From: Andi Kleen <andi@firstfloor.org>
To: Chris Snook <csnook@redhat.com>
Cc: Andi Kleen <andi@firstfloor.org>, Rick Jones <rick.jones2@hp.com>,
Netdev <netdev@vger.kernel.org>
Subject: Re: RFC: Nagle latency tuning
Date: Tue, 9 Sep 2008 21:07:37 +0200 [thread overview]
Message-ID: <20080909190737.GB7714@one.firstfloor.org> (raw)

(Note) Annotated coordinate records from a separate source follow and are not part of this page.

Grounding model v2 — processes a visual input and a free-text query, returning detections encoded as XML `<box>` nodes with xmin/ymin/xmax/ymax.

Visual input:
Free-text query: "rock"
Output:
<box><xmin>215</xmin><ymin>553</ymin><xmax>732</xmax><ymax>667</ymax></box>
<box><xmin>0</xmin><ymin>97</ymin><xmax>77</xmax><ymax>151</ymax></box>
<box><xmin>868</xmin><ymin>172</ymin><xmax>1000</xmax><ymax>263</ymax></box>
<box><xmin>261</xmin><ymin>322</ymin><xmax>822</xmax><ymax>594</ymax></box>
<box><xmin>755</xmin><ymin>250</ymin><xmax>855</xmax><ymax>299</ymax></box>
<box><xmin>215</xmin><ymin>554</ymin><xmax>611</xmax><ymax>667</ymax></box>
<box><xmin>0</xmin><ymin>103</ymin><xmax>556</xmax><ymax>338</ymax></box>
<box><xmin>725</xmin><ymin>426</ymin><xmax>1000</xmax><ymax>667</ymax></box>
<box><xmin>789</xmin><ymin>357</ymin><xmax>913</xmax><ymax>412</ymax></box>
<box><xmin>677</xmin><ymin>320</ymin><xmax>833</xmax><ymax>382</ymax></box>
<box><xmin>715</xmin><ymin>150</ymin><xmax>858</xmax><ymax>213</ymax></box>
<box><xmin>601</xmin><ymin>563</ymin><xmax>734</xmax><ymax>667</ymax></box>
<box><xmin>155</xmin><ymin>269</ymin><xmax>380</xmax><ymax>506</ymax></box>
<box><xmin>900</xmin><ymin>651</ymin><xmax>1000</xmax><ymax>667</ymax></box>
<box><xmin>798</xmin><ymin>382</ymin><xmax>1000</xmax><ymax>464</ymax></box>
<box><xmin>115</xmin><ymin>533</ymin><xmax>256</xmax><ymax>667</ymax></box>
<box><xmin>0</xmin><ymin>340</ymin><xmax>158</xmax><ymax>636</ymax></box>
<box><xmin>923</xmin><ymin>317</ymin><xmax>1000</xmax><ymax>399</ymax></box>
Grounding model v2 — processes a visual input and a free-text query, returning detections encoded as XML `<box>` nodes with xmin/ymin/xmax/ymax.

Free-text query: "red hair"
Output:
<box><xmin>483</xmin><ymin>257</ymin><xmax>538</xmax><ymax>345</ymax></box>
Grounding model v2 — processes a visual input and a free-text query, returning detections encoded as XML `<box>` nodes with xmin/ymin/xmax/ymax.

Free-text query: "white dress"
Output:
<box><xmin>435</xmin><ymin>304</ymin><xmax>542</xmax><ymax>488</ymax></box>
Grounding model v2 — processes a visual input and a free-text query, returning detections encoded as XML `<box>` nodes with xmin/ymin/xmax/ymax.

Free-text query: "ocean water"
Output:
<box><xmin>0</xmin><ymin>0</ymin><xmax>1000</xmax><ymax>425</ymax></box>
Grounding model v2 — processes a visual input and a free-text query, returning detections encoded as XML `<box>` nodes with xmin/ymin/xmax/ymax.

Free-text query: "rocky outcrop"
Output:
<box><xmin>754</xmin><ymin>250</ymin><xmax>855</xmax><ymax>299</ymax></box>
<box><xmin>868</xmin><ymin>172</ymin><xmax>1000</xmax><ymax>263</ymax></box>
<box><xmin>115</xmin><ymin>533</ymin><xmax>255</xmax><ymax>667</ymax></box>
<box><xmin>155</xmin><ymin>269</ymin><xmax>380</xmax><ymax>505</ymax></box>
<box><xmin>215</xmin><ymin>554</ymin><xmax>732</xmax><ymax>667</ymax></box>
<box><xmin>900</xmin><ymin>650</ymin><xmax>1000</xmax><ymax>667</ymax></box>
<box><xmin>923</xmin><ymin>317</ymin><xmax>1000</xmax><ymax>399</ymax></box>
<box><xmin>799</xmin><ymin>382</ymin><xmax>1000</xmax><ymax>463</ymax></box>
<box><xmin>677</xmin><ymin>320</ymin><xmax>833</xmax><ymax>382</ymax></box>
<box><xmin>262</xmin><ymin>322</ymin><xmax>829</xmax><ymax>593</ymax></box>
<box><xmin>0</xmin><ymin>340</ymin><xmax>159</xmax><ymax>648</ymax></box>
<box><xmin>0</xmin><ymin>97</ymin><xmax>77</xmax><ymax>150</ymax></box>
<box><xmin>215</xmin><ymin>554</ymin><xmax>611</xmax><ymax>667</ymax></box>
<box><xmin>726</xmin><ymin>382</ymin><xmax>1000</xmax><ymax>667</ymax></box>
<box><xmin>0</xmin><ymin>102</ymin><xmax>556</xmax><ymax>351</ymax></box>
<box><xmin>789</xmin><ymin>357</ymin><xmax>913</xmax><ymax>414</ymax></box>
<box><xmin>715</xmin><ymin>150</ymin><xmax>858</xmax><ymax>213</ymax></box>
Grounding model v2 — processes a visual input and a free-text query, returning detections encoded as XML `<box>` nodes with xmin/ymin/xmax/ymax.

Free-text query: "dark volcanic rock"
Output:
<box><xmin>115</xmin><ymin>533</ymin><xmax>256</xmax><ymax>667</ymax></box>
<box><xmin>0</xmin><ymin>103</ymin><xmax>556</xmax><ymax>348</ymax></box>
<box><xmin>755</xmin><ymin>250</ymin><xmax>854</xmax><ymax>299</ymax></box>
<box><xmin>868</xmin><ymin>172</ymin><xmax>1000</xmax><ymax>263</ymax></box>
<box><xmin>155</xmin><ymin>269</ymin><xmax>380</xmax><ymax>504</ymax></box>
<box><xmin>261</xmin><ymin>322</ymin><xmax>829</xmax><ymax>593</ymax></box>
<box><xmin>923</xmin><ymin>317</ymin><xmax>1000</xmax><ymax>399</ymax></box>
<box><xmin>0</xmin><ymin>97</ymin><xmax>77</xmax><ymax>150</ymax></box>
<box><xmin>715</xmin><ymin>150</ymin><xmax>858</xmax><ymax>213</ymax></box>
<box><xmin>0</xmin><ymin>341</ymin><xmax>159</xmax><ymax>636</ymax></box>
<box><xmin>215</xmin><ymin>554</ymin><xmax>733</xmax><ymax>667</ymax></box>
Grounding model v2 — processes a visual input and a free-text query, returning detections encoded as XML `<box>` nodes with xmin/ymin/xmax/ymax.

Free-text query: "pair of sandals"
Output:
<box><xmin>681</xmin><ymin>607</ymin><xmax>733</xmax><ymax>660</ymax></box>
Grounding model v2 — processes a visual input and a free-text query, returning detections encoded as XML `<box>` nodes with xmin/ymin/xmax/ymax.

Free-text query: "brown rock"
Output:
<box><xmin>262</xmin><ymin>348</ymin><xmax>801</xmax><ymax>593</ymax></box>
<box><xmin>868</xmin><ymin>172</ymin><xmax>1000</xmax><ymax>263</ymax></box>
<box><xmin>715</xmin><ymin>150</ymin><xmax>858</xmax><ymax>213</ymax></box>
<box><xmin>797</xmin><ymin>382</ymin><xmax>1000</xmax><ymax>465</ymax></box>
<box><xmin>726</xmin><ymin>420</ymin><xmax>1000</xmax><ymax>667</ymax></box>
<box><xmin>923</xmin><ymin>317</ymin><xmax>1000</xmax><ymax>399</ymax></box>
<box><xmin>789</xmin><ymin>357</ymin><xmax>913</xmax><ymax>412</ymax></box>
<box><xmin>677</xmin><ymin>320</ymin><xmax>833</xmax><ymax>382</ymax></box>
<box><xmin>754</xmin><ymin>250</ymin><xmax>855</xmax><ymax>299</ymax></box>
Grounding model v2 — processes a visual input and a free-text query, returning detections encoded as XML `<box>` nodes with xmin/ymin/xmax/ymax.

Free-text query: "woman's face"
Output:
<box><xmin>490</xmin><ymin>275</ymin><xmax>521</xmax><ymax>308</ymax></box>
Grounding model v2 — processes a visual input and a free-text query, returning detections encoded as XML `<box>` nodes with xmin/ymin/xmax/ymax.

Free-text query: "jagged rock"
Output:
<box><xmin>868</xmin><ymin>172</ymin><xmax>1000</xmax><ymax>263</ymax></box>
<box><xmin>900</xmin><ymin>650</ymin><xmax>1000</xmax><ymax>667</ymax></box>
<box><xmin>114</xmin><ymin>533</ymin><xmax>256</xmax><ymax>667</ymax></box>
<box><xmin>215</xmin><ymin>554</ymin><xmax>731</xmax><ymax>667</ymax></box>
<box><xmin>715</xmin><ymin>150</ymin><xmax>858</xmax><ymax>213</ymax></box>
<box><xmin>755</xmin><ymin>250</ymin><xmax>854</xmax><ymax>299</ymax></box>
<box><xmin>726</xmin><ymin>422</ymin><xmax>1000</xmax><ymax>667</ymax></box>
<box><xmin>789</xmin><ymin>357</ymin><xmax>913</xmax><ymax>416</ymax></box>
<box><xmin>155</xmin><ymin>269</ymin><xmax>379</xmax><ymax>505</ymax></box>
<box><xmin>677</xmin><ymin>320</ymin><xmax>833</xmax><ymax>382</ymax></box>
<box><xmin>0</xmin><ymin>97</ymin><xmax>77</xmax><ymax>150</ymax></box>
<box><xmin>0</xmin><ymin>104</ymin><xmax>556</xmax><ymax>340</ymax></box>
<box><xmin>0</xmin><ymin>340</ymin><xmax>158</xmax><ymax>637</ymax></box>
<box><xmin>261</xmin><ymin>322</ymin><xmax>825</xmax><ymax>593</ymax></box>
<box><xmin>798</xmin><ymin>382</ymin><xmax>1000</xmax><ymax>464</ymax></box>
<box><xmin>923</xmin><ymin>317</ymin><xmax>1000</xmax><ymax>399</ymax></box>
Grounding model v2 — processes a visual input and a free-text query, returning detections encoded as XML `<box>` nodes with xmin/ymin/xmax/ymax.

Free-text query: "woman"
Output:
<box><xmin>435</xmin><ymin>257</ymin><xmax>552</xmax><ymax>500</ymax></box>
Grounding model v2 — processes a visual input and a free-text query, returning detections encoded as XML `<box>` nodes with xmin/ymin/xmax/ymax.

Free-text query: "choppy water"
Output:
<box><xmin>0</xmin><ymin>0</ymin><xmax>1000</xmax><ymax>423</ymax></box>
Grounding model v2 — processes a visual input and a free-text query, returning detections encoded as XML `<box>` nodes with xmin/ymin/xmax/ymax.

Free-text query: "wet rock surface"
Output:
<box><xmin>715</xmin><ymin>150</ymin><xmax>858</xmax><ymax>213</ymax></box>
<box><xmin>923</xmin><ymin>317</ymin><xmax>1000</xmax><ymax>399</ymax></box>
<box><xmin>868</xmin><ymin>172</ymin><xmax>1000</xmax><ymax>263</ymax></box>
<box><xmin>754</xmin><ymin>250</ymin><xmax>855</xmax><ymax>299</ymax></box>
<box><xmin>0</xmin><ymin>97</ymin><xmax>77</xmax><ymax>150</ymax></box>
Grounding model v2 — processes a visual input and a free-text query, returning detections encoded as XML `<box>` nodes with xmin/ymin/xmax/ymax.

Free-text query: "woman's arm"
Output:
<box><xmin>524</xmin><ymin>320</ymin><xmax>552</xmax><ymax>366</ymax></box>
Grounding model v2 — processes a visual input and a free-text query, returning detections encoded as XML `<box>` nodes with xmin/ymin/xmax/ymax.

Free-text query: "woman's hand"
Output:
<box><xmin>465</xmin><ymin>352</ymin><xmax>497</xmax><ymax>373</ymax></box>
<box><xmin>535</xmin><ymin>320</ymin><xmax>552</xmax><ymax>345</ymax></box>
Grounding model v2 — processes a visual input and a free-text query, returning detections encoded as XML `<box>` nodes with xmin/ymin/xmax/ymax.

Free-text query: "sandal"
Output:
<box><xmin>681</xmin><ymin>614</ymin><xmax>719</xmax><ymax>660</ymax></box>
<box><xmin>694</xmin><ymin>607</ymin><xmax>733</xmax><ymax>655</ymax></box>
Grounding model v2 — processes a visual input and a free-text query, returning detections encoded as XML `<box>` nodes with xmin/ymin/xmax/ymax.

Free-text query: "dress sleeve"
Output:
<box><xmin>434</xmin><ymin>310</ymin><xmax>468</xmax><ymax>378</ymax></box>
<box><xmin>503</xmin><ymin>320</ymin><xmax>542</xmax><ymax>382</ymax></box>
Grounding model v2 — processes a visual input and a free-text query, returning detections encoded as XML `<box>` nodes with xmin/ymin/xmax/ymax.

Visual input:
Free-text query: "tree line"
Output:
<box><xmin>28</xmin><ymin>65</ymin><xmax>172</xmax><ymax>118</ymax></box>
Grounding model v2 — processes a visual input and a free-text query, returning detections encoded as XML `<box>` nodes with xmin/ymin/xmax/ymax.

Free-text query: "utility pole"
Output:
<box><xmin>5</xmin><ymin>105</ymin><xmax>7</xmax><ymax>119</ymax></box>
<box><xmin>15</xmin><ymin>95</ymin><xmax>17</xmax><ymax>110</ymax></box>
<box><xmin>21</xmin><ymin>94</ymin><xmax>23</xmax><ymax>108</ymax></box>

In-Reply-To: <48C6C300.4050102@redhat.com>
> These apps have a love/hate relationship with TCP. They'll probably love
> SCTP 5 years from now, but it's not mature enough for them yet. They do
> want to minimize all latencies,
Then they should just TCP_NODELAY.
> and many of the apps explicitly set
> TCP_NODELAY.
That's the right thing for them.
> The goal here is to improve latencies on the supporting apps
> that aren't quite as carefully optimized as the main message daemons
> themselves. If we can give them a knob that bounds their worst-case
> latency to 2-3 times their average latency, without risking network floods
> that won't show up in testing, they'll be much happier.
Hmm in theory I don't see a big drawback in making the these defaults sysctls.
As in this untested patch. It's probably not the right solution
for this problem. Still if you want to experiment. This makes both
the ato default and the delack default tunable. You'll have to restart
sockets for it to take effect.
-Andi
---
Make ato min and delack min tunable
This might potentially help with some programs which have problems with nagle.
Sockets have to be restarted
TBD documentation for the new sysctls
Signed-off-by: Andi Kleen <ak@linux.intel.com>
Index: linux-2.6.27-rc4-misc/include/net/tcp.h
===================================================================
--- linux-2.6.27-rc4-misc.orig/include/net/tcp.h
+++ linux-2.6.27-rc4-misc/include/net/tcp.h
@@ -118,12 +118,16 @@ extern void tcp_time_wait(struct sock *s
#define TCP_DELACK_MAX ((unsigned)(HZ/5)) /* maximal time to delay before sending an ACK */
#if HZ >= 100
-#define TCP_DELACK_MIN ((unsigned)(HZ/25)) /* minimal time to delay before sending an ACK */
-#define TCP_ATO_MIN ((unsigned)(HZ/25))
+#define TCP_DELACK_MIN_DEFAULT ((unsigned)(HZ/25)) /* minimal time to delay before sending an ACK */
+#define TCP_ATO_MIN_DEFAULT ((unsigned)(HZ/25))
#else
-#define TCP_DELACK_MIN 4U
-#define TCP_ATO_MIN 4U
+#define TCP_DELACK_MIN_DEFAULT 4U
+#define TCP_ATO_MIN_DEFAULT 4U
#endif
+
+#define TCP_DELACK_MIN sysctl_tcp_delack_min
+#define TCP_ATO_MIN sysctl_tcp_ato_min
+
#define TCP_RTO_MAX ((unsigned)(120*HZ))
#define TCP_RTO_MIN ((unsigned)(HZ/5))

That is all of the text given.